Кто-то другой. Не ты.
Как же отогнать эти мысли?
От них хотелось выть волком, задрав к Луне голову. С вывалившегося изо рта языка капает слюна, будто в небесах висит головка сыра, а у тебя в желудке давно ничего нет. В голове занозой застряла мысль: «есть, есть». Прыгаешь, машешь руками, но хватаешь только воздух. Когда сжимаешь пальцы в кулак, оказывается, что в них пустота.
Охранник принял его за слишком навязчивого поклонника, который пытается проникнуть в святая святых всех звезд — гримерную, чтобы подсмотреть, какие они в жизни. Он преградил Шешелю путь, встал, упер руки в бока, расставил ноги пошире, а голова его возносилась к небесам, так что волосы лишь чуточку не доставали до облаков.
«Вот кого надо просить дотянуться до Луны».
Он был гораздо выше Шешеля. Тот рядом с ним чувствовал себя карликом, смотрел снизу вверх, а если бы охранник не обращал на него внимания, то и не докричался бы. Тогда проскользнул бы незаметно у него между ног.
На лице охранника проступили следы работавших под черепной коробкой мыслей, вначале кожа на нем скомкалась, а потом, когда он узнал-таки Шешеля, все разгладилось.
— Проходите, пожалуйста, Александр Иванович. Простите, что не узнал сразу. Сегодня зрители идут на всякие хитрости.

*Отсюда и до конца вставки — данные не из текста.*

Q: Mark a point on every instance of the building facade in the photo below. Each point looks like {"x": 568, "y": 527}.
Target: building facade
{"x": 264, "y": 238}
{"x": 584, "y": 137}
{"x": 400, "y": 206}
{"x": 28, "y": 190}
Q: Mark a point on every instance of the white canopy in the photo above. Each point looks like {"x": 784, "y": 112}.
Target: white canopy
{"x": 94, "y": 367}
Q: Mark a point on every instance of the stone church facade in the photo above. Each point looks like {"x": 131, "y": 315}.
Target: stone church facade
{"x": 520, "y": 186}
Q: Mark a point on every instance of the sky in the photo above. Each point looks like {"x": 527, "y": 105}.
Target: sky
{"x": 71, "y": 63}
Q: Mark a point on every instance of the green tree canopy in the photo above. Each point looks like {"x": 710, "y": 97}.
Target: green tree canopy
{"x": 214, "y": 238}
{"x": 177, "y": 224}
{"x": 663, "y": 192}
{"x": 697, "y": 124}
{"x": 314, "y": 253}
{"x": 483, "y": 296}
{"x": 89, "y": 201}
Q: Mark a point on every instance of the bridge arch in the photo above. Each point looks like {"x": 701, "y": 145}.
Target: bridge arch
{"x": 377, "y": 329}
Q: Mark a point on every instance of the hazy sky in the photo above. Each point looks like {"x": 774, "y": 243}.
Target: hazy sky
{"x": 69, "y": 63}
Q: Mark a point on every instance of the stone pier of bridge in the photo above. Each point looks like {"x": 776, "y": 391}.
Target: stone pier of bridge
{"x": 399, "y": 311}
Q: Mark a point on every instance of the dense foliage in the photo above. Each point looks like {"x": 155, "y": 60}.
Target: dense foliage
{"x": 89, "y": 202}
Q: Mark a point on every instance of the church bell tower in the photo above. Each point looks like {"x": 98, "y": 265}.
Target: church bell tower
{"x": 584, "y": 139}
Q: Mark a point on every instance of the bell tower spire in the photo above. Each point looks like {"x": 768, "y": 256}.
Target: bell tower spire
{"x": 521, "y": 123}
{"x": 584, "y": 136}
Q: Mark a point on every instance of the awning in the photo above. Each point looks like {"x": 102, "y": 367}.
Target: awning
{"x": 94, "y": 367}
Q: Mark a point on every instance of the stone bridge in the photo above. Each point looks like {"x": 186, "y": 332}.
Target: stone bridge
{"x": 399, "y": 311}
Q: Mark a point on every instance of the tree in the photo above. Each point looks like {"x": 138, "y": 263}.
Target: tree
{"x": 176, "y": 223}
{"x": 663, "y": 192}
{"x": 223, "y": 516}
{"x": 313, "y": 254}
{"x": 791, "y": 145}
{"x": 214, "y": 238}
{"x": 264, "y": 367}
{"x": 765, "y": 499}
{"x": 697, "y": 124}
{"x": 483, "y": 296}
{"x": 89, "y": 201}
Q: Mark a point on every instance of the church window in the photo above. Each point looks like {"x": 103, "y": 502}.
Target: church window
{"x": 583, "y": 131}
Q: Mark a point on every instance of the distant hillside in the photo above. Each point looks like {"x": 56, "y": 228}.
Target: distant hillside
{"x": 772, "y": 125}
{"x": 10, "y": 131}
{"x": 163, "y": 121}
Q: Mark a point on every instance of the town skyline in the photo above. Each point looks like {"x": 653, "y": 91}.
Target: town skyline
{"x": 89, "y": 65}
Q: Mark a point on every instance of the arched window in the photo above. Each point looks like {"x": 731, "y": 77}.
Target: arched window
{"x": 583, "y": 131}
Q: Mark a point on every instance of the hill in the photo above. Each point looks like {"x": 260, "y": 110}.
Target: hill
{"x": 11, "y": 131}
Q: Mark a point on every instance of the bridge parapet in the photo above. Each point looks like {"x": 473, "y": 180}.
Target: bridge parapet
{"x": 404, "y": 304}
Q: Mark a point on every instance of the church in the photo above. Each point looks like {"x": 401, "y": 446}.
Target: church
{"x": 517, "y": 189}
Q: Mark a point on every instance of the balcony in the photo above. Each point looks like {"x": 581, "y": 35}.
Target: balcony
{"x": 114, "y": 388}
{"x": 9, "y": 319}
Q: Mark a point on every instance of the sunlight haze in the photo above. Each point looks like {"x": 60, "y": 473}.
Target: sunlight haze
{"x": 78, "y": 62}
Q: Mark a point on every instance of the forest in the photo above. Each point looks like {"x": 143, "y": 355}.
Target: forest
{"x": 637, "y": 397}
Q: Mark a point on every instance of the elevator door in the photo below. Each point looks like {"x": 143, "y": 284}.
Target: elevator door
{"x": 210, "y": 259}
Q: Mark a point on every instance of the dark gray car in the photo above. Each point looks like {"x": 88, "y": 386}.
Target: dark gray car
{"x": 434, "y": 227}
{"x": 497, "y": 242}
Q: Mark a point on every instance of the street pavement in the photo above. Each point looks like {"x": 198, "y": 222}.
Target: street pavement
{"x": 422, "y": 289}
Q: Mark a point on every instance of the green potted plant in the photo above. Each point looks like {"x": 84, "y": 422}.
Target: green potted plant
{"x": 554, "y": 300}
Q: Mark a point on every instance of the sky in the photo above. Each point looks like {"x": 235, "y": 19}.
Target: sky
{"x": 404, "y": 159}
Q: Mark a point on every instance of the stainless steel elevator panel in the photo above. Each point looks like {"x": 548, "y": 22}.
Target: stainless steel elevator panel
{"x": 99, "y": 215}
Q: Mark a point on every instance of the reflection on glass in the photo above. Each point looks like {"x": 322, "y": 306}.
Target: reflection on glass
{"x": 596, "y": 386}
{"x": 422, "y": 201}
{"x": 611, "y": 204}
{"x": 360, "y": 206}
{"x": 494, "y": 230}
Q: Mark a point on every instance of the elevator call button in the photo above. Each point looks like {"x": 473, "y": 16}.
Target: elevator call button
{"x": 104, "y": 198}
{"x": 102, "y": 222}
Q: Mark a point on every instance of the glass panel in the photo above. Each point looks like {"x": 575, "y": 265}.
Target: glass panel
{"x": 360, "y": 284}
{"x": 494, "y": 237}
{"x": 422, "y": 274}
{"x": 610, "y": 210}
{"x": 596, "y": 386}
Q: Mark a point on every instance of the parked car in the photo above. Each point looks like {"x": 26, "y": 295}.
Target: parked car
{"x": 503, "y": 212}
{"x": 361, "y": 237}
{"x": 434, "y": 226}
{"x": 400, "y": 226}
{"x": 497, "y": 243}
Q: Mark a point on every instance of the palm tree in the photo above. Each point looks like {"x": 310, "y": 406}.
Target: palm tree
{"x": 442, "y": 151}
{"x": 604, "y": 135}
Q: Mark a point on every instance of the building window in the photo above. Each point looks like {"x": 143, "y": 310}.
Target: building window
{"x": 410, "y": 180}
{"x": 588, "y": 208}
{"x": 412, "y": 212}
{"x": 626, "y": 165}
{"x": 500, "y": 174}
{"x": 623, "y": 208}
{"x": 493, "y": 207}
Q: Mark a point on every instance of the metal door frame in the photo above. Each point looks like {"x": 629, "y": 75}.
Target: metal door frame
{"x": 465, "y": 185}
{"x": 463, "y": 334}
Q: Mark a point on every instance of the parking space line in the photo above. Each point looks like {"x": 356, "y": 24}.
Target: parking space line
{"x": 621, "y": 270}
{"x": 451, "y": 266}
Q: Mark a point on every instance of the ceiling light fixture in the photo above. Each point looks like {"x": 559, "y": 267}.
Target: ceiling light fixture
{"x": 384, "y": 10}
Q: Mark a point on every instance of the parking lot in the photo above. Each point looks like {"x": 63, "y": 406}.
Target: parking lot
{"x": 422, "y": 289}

«Это на что он намекает? Может, я тоже загримировался под Шешеля?»
Гримерные разместили в раздевалках стадиона под трибунами. На потрескавшихся и вот уже несколько лет не ремонтированных лавках кипами валялась одежда, как на рынке самого низкого пошиба, куда свозят свою добычу старьевщики, промышляющие по всему городу и в дорогих кварталах и в бедных.
Здесь поставили большое зеркало со столиком, кресло перед ним, а сбоку — фонарь, потому что света в раздевалке было слишком мало. Он едва пробивался сквозь мутные и не открывавшиеся много лет окна. Стекла вросли в раму. Взбреди кому в голову приникнуть к ним с внешней стороны, почти ничего не разглядел бы, даже если вздумал их отмыть. Испачкались они с двух сторон. В комнате витал затхлый, немного скисший запах, выработанный проступившей на промокших стенах плесенью.
— Александр Иванович, где вы ходите?
Гример устал. Он следил за тем, как одевают массовку. В глазах у него все перемешалось от красок и лиц, мутилось, как от легкого опьянения или скорее от солнечного удара, но он и на улицу-то почти не выходил, значит — от духоты. Дышать было нечем. Впору надевать противогаз с кислородными баллонами или, что гораздо лучше, костюм космонавта, но прикрепленный к спине ранец — пуст. Он чувствовал себя, как хирург, который вынужден оперировать в полевых условиях, где нет ничего, кроме его походного чемоданчика.
«Никаких условий для работы», — говорил он себе под нос.
— Извините, — сказал Шешель, — мне было интересно взглянуть на стадион.
Той ночью Шагрей сказал ему, что когда-нибудь он отправит человека в космос, а потом забросит его и на Луну. Шешель хотел предложить свою кандидатуру в обоих случаях, но так этого и не сделал.